Feeling that she had won an, as yet, unquantifiable victory, she lay back and looked up into Tsai’s serious, slightly puzzled, face.

‘I’ve definitely changed,’ she told the puzzled girl.

16

THAT NIGHT DINNER
was a noticeably subdued affair. Helen, sensing that Jeffrey was wary of her, felt filled with a wholly new self-confidence, while Carla’s unusually subdued mood and constant assessing glances, made Helen feel that she had, somehow, moved to centre stage in this glittering company. Martinez, the yacht’s owner, paid particular attention to her every request and Qito was positively beaming every time he looked her way. Further confirmation that Carla saw her as a threat came from the total silence of Carla’s ‘creature’, Jimmy, who reflected his ‘mistress’s’ mood by sullenly avoiding eye contact with anybody.

‘Qito tells me he has created a masterpiece,’ Carla’s voice, laced with ice, rang down the length of the stateroom table to Helen. ‘You must have offered a great deal of “inspiration”,’ Carla added with barely disguised sarcasm.

Helen smiled sweetly. ‘I don’t know about that. I just did what I was told.’

Carla’s response was heavy with threat. ‘What a good little girl you must be,’ she said.

‘I do do my best whenever possible.’

‘And so generous, too,’ smiled Carla with all the warmth and affection of a cobra about to strike.

Jeffrey’s voice, unusually hesitant, broke the silence that followed. ‘Are we going to be permitted a sneak preview?’ he asked.

‘There is still work to do,’ said Qito. ‘Perhaps tomorrow night – after dinner.’

‘How lovely!’ cried Carla. ‘We must make it an occasion.’ Then, surprisingly turning to Martinez, she added: ‘Musn’t we, Carlos?’

Martinez looked a little uncomfortable before murmuring, ‘If you insist, Carla.’

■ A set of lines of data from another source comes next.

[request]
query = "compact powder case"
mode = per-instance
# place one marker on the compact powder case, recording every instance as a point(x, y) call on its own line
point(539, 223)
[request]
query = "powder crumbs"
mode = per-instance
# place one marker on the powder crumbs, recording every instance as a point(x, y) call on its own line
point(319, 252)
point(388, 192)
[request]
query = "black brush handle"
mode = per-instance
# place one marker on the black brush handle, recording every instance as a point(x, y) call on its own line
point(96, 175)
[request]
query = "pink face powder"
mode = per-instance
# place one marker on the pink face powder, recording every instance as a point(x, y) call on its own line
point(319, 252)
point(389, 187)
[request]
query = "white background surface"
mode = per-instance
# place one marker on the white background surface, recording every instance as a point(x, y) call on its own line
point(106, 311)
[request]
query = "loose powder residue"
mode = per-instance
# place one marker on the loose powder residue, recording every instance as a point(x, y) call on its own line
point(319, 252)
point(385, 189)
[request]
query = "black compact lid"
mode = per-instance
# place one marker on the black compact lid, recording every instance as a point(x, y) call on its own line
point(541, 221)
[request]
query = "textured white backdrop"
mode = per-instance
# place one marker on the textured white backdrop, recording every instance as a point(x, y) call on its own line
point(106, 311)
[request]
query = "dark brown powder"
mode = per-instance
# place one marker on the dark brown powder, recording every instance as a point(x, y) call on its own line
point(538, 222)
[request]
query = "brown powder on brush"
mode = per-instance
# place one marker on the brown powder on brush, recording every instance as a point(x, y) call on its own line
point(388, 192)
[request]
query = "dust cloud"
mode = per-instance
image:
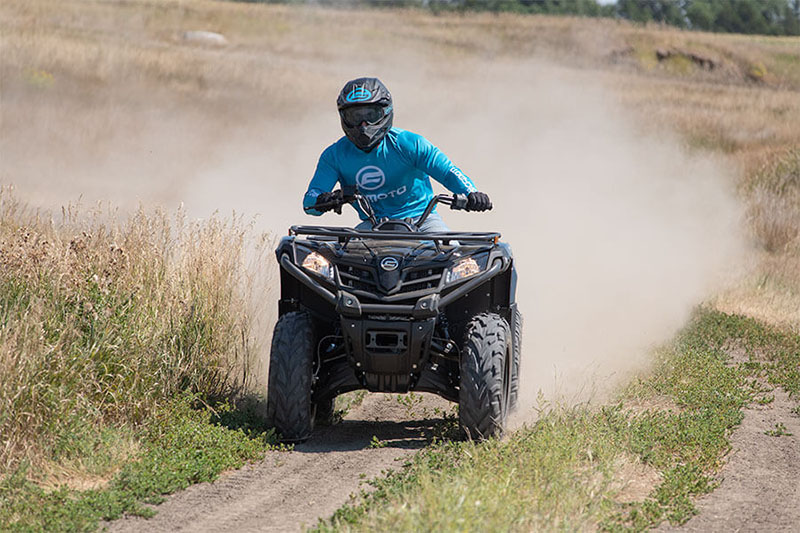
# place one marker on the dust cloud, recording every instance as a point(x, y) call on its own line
point(617, 230)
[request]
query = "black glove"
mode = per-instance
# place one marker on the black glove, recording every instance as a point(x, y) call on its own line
point(334, 200)
point(478, 201)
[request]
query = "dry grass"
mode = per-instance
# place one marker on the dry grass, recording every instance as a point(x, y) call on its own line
point(105, 321)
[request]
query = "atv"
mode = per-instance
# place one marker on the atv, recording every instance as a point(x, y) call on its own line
point(394, 310)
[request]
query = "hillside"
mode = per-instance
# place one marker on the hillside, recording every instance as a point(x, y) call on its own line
point(638, 172)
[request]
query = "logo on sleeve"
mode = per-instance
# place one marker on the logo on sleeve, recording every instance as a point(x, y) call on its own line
point(370, 178)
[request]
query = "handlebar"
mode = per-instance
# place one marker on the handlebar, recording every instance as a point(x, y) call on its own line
point(457, 202)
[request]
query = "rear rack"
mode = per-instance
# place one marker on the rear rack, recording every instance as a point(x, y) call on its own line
point(350, 233)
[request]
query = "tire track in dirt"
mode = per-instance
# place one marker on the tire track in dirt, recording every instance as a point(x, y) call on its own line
point(289, 491)
point(760, 488)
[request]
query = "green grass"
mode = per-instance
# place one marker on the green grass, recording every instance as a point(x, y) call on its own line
point(563, 472)
point(182, 445)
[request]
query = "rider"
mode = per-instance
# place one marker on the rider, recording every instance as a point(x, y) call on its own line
point(390, 166)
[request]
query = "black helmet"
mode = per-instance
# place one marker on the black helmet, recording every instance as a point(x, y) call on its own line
point(365, 101)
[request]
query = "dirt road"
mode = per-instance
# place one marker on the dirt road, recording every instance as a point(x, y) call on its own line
point(760, 488)
point(289, 491)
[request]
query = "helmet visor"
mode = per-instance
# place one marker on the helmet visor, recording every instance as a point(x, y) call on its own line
point(355, 115)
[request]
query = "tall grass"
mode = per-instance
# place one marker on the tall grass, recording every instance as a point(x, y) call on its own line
point(104, 322)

Carla nodded. ‘I do,’ before sipping on her wine and challenging Helen with a direct stare. ‘I’ve already seen the result of Qito’s devotional labour and come to
my
conclusion. You will all have the chance to play at critics for the evening – and, afterwards, come to your own verdicts,’ before adding with a gay laugh, ‘along with plaudits and punishment, of course.’